Certains commentateurs abordent la situation spécifique des voyageurs de commerce et des autres travailleurs affectés au service extérieur d’une entreprise. Si leur activité ne comporte aucun point de rattachement géographique prépondérant, ces travailleurs n’ont pas non plus accès à un for du lieu de l’activité habituelle. Un rattachement prépondérant, propre à fonder la compétence du for correspondant, est toutefois admis au lieu où le travailleur affecté au service extérieur planifie et organise ses déplacements, et accomplit ses tâches administratives; le cas échéant, ce lieu coïncide avec son domicile personnel. Avec la compétence du for correspondant, ce rattachement est aussi consacré par un arrêt de la Cour suprême du canton de Zurich (arrêt LA130023 du 20 novembre 2013, consid. 5). Dans la présente contestation, l’approche adoptée par le Tribunal cantonal est fondée sur le lieu où le demandeur organise son activité et accomplit ses tâches administratives; elle s’harmonise donc avec les critères déjà consacrés par la jurisprudence ou proposés par la doctrine, et elle mérite ainsi d’être approuvée.

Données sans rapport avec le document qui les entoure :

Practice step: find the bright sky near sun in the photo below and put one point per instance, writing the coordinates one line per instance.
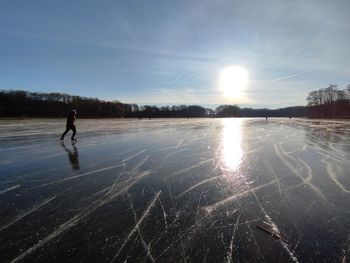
(208, 52)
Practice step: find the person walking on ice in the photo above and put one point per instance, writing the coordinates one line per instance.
(70, 125)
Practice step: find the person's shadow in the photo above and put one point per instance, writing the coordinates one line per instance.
(72, 156)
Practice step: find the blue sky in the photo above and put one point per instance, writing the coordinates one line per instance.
(172, 52)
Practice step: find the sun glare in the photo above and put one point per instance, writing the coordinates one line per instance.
(232, 81)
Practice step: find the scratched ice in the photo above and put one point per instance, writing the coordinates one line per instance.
(175, 191)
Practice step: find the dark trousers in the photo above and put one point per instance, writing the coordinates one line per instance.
(67, 130)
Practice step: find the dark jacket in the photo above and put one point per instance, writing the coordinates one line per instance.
(71, 120)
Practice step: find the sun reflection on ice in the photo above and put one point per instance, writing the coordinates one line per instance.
(231, 149)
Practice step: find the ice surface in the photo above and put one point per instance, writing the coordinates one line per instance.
(175, 190)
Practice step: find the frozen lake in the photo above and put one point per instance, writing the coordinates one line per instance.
(175, 190)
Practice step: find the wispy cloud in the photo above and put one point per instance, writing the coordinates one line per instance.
(293, 75)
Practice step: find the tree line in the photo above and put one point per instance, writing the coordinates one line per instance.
(329, 102)
(323, 103)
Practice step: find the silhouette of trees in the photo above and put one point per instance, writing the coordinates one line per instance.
(329, 102)
(34, 104)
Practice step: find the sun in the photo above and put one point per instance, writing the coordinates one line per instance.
(233, 80)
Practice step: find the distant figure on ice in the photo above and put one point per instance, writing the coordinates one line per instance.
(70, 125)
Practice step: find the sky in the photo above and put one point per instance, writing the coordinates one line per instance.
(165, 52)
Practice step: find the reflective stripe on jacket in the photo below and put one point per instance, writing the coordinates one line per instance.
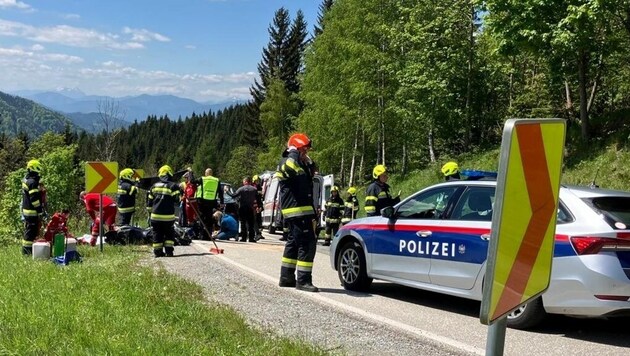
(163, 196)
(296, 187)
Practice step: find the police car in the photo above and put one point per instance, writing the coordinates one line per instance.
(437, 240)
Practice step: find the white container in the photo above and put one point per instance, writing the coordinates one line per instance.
(71, 244)
(41, 250)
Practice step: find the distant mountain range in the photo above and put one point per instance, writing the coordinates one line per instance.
(131, 108)
(22, 115)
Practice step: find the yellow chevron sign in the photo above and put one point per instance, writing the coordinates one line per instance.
(101, 177)
(523, 227)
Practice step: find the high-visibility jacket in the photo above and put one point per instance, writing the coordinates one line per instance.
(351, 208)
(334, 207)
(208, 189)
(127, 192)
(31, 196)
(296, 186)
(377, 197)
(163, 196)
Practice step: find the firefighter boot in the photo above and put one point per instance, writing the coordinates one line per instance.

Le for du lieu habituel de l’activité convenue répond à un but de protection du travailleur à titre de partie socialement la plus faible; c’est pourquoi celui-ci ne peut pas y renoncer valablement par une convention antérieure à la naissance du différend (art. 21 par. 1 CL 2007; art. 35 al. 1 let. d CPC). Il n’est certes pas garanti au travailleur qu’un lieu d’activité habituel, avec le for correspondant, doive être identifié et reconnu quelles que soient les circonstances particulières de ses propres tâches. On doit néanmoins n’envisager qu’avec retenue la situation singulière où aucun for du lieu habituel de l’activité n’est disponible. A cet égard aussi, l’approche du Tribunal cantonal doit être approuvée. Il ne conviendrait pas de retenir que parce que l’activité administrative d’un collaborateur du service extérieur est globalement secondaire du point de vue quantitatif, ce collaborateur ne puisse pas agir en justice là où il pratique régulièrement cette activité, avec ce résultat qu’il ne puisse agir qu’au siège de l’employeuse alors que son travail n’a aucun lien effectif avec ce lieu-ci. En particulier dans la présente contestation, rien ne justifie que le demandeur soit contraint d’ouvrir action dans le canton de Zurich, ou de renoncer à l’action, alors que son activité se pratiquait exclusivement en Valais.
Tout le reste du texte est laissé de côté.